Imagine there’s no country, It isn’t hard to do. Nothing to kill or die for, And no religion too.
It’s depressing to see how much media attention Pastor Terry Jones has gotten. I condemn religious nitwits of all denominations and call for consumers to boycott media trying to cash in on this story.
Here’s a much more important story, a more important man:
… Last week, we celebrated the wedding of my daughter, Pallavi. A brilliant student, she had won scholarships to Oxford University and the London School of Economics. In London, she met Julio, a young man from Spain. The two decided to take up jobs in Beijing, China. Last week, they came over from Beijing to Delhi to get married. The wedding guests included 70 friends from North America, Europe and China.

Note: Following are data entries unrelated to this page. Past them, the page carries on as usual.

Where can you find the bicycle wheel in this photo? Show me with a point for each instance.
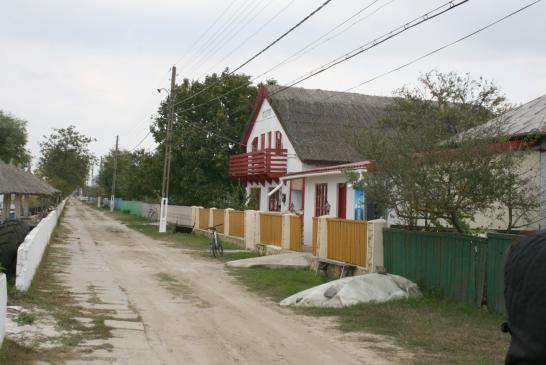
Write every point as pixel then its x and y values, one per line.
pixel 219 248
pixel 213 251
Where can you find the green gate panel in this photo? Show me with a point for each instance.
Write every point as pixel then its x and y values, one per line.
pixel 134 207
pixel 498 243
pixel 450 263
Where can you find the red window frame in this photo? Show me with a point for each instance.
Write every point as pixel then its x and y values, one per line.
pixel 278 140
pixel 275 201
pixel 321 199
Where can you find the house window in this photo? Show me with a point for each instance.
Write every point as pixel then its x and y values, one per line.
pixel 266 113
pixel 321 200
pixel 275 201
pixel 254 198
pixel 278 140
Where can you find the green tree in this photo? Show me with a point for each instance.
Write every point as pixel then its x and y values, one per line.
pixel 65 159
pixel 138 175
pixel 205 135
pixel 425 167
pixel 13 139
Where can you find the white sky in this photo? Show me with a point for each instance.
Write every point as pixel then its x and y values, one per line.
pixel 97 64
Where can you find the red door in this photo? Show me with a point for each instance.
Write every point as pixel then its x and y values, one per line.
pixel 342 201
pixel 321 199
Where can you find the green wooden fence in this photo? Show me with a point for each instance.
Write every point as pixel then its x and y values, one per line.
pixel 133 207
pixel 463 268
pixel 497 245
pixel 453 264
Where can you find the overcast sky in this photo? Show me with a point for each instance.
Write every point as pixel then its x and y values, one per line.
pixel 97 64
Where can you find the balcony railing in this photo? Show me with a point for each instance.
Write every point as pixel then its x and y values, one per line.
pixel 258 166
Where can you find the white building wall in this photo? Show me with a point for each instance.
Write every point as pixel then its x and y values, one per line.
pixel 309 203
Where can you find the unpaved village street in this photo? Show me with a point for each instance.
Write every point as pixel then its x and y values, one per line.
pixel 174 307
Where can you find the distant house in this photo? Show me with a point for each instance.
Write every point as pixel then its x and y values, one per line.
pixel 527 120
pixel 294 141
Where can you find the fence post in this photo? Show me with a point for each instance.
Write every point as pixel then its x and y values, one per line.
pixel 375 244
pixel 211 216
pixel 322 236
pixel 285 235
pixel 195 216
pixel 252 230
pixel 226 221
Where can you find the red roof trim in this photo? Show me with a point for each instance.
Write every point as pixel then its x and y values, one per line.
pixel 262 95
pixel 349 166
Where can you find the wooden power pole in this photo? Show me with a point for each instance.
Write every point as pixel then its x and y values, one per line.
pixel 167 161
pixel 112 197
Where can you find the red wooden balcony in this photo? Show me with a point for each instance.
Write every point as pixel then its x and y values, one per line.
pixel 258 166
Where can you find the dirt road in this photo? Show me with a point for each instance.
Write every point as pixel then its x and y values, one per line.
pixel 172 307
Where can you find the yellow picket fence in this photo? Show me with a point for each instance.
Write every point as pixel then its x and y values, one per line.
pixel 271 229
pixel 315 232
pixel 347 240
pixel 204 218
pixel 236 223
pixel 296 233
pixel 218 218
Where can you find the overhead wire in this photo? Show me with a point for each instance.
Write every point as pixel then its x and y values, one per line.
pixel 377 41
pixel 443 47
pixel 276 15
pixel 307 17
pixel 229 37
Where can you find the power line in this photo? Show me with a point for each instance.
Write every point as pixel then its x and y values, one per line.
pixel 393 33
pixel 282 10
pixel 228 38
pixel 357 51
pixel 224 12
pixel 262 51
pixel 281 36
pixel 213 39
pixel 479 30
pixel 415 60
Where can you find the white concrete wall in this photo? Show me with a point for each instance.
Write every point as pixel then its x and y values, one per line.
pixel 3 306
pixel 30 252
pixel 179 214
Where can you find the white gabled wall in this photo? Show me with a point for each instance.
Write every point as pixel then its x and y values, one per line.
pixel 269 122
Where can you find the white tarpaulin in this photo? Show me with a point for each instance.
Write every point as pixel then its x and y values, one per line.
pixel 368 288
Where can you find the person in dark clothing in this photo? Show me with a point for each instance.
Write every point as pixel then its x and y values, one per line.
pixel 525 297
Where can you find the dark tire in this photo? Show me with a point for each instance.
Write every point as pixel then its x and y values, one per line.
pixel 213 248
pixel 220 249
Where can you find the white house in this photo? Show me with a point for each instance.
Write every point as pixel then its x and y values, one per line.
pixel 295 141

That may sound totally global, but arguably my elder son Shekhar has gone further. He too won a scholarship to Oxford University, and then taught for a year at a school in Colombo. Next he went to Toronto, Canada, for higher studies. There he met a German girl, Franziska.
They both got jobs with the International Monetary Fund in Washington DC, USA. This meant that they constantly travelled on IMF business to disparate countries. Shekhar advised and went on missions to Sierra Leone, Seychelles, Kyrgyzstan and Laos. Franziska went to Rwanda, Tajikistan, and Russia. They interrupted these perambulations to get married in late 2003.
My younger son, Rustam, is only 15. Presumably he will study in Australia, marry a Nigerian girl, and settle in Peru.
Readers might think that my family was born and bred in a jet plane. The truth is more prosaic. Our ancestral home is Kargudi, a humble, obscure village in Tanjore district, Tamil Nadu. My earliest memories of it are as a house with no toilets, running water, or pukka road. …
read more – Times of India – My family and other globalisers
… Swaminathan S. Anklesaria Aiyar is a research fellow at the Cato Institute with a special focus on India and Asia. His research interests include economic change in developing countries, human rights and civil strife, political economy, energy, trade and industry. He is a prolific columnist and TV commentator in India, well-known for a popular weekly column titled “Swaminomics” in the Times of India. …
On the one hand we have incredible globalization, a mixing of religions, cultures and ethnicities. On the other, a few backward isolationists: Mennonites in Canada who have religious objections to all photos (including driver’s licenses) due to the Second Commandment prohibition against Graven images, for example.
I truly hope Mr. Aiyar and his family are the future, not followers of Terry Jones.
Thanks Peter and Warren Long.
… We should respect the Mennonites freedom of religion. But they shouldn’t get driver’s licenses.